(CBSDFW.COM/CNN) — Businesses specializing in luggage have seen a steep decline in sales as travel came to a halt during the pandemic. One local business owner in Texas saw this firsthand.
The effects are being felt across the board, from the world’s largest travel luggage company, Samsonite International, to Away, a popular millennial direct-to-consumer luggage brand.
The drop in travel, plus a steep pullback in consumer spending on discretionary items, sent luggage sales tumbling 80% in April, according to an NPD report released this week.
“It’s like somebody turned off the light switch,” said Richard Krulik, CEO of upscale luggage brand Briggs & Riley, whose sales are down more than 50% since mid-March.
Luggage sales were a bright spot before the pandemic hit, thanks to the growth in business and leisure travel, said Beth Goldstein, an accessories and footwear industry analyst with market research firm NPD Group.
Goldstein said the industry turbulence started earlier in the year when China, a major manufacturer of luggage products, shut factories for an extended period after the New Year due to the coronavirus outbreak there.
So luggage companies were already dealing with production and supply chain delays when coronavirus became a global pandemic. “That’s when demand for luggage completely shut down,” said Goldstein.
With the luggage market already saturated with many brands, she said a protracted demand slump could mean some of the smaller brands “will not get through this.”
Retailers are also hurting from the drop-off in demand. The Luggage Shop in Lubbock, Texas carries a large selection of name brands, including Samsonite, Tumi and Briggs & Riley.
“We are the only luggage shop in town,” said Tiffany Williams, whose family has owned the store since 1951.
Williams temporarily closed her store on March 23. Although it now offers curbside pickup, she said April sales fell by 90% “compared to what we normally do in the month when people buy luggage for spring break or their summer travel.”
She’s worried about her unsold inventory. “We’re sitting on a lot of it,” she said. Williams recently launched a website for her store to see if she could get some sales traction that way.
Once travel restrictions begin to ease, Williams is doubtful that will translate to a big surge in air travel. “People might just be more comfortable doing road trips instead, but you don’t really think about buying new luggage when you travel by car,” she said. “Honestly, I don’t know when we’ll sell luggage again.”
Samsonite, whose portfolio includes its namesake products in addition to brands names such as Tumi and Hartmann, said its net global sales tumbled 80% in April compared to the same period a year ago.
That dramatic sales plunge has forced Samsonite to lay off or furlough employees and close stores.
Away, which most recently was valued at $1.4 billion in its latest funding round, is also struggling.
In a post on Medium last month, company founders Steph Korey and Jen Rubio disclosed a more dire situation, saying sales of Away products had dropped over 90% in recent weeks.

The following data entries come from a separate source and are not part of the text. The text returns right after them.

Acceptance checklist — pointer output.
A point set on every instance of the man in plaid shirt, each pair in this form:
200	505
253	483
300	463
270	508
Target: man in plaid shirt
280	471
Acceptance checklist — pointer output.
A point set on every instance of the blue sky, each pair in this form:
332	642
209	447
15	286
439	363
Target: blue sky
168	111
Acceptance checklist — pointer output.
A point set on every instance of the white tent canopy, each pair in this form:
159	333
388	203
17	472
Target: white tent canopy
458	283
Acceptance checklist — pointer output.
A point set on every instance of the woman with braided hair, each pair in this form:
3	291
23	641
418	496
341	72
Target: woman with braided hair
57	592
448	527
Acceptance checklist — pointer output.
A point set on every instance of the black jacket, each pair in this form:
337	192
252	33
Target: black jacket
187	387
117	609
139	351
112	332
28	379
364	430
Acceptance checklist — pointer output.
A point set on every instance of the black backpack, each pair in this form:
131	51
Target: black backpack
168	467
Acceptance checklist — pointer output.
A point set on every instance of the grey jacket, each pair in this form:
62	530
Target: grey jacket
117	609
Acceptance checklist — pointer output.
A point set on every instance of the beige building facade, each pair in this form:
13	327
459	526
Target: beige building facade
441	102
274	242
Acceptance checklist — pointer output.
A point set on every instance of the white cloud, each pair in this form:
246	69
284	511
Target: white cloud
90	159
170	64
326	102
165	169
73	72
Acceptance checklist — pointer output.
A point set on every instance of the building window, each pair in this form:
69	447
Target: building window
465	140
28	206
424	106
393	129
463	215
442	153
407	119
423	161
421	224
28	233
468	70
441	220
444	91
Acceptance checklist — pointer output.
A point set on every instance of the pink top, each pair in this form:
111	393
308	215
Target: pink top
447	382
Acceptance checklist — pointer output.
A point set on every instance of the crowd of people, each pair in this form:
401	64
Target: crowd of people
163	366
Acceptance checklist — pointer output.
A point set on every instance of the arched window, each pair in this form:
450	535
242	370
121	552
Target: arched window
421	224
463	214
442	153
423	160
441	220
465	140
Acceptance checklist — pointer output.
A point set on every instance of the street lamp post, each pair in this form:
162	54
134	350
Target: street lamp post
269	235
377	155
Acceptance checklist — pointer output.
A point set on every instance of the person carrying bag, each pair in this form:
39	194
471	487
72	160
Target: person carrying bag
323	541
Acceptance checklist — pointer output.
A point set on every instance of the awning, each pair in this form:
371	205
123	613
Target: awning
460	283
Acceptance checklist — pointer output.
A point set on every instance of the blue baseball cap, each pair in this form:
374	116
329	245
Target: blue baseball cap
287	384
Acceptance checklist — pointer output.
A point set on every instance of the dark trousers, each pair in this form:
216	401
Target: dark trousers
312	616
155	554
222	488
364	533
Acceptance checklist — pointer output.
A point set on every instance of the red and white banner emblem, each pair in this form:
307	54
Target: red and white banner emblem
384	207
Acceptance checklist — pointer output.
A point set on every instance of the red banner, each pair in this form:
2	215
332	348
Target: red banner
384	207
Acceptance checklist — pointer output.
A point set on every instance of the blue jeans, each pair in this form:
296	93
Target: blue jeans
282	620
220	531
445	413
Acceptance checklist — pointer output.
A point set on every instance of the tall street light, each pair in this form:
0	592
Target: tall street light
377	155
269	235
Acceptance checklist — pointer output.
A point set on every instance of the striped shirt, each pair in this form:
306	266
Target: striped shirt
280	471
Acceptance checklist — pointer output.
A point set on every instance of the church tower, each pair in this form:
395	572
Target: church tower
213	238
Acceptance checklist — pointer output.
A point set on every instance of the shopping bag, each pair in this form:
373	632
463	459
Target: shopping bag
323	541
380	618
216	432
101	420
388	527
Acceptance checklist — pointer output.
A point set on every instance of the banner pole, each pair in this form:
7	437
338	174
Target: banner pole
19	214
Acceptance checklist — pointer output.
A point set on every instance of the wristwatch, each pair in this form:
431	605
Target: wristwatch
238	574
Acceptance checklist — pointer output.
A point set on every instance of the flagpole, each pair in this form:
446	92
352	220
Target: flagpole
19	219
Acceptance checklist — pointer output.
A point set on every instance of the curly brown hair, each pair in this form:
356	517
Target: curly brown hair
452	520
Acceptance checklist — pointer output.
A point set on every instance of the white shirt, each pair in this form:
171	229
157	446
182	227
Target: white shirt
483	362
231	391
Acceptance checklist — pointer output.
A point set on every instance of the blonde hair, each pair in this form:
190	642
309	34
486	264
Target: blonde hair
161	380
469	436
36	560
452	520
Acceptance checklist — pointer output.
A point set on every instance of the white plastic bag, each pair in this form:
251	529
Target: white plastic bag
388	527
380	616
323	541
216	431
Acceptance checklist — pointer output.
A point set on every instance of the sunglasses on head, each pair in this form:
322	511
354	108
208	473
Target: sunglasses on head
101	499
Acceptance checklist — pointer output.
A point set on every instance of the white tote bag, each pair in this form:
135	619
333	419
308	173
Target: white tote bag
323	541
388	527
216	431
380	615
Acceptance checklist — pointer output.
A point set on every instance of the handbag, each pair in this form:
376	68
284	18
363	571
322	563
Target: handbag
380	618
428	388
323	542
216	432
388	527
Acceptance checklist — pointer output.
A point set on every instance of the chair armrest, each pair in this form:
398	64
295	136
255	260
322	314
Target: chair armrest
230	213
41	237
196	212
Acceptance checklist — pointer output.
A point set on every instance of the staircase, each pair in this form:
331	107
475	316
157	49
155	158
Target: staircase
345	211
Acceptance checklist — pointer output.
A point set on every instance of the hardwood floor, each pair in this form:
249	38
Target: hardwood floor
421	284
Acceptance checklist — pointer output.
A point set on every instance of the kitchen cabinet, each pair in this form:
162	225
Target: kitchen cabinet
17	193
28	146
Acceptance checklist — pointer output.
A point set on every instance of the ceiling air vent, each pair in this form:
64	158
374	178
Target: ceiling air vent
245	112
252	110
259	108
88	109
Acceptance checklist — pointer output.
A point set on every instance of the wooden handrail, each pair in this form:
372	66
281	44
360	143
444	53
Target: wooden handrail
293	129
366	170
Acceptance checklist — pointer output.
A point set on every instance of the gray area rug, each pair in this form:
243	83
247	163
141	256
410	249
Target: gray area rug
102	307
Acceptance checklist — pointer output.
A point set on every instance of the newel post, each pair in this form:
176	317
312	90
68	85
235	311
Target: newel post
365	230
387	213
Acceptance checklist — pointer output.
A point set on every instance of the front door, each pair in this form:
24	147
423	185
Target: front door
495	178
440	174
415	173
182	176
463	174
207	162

“It is not only hard to do business during a global pandemic — for us, it is nearly impossible to continue our mission of transforming travel when travel has come to a halt,” they wrote.
Away has furloughed nearly half of its team and laid off another 10%. “This was a devastating decision and one we considered only as a last resort,” they wrote.
The problems don’t end there. Goldstein said luggage companies will now be stuck with a lot of excess inventory. “We could see more discounting happen in the category and some inventory may start to appear at off-price retail channels,” she said. That could hurt profits in the long term.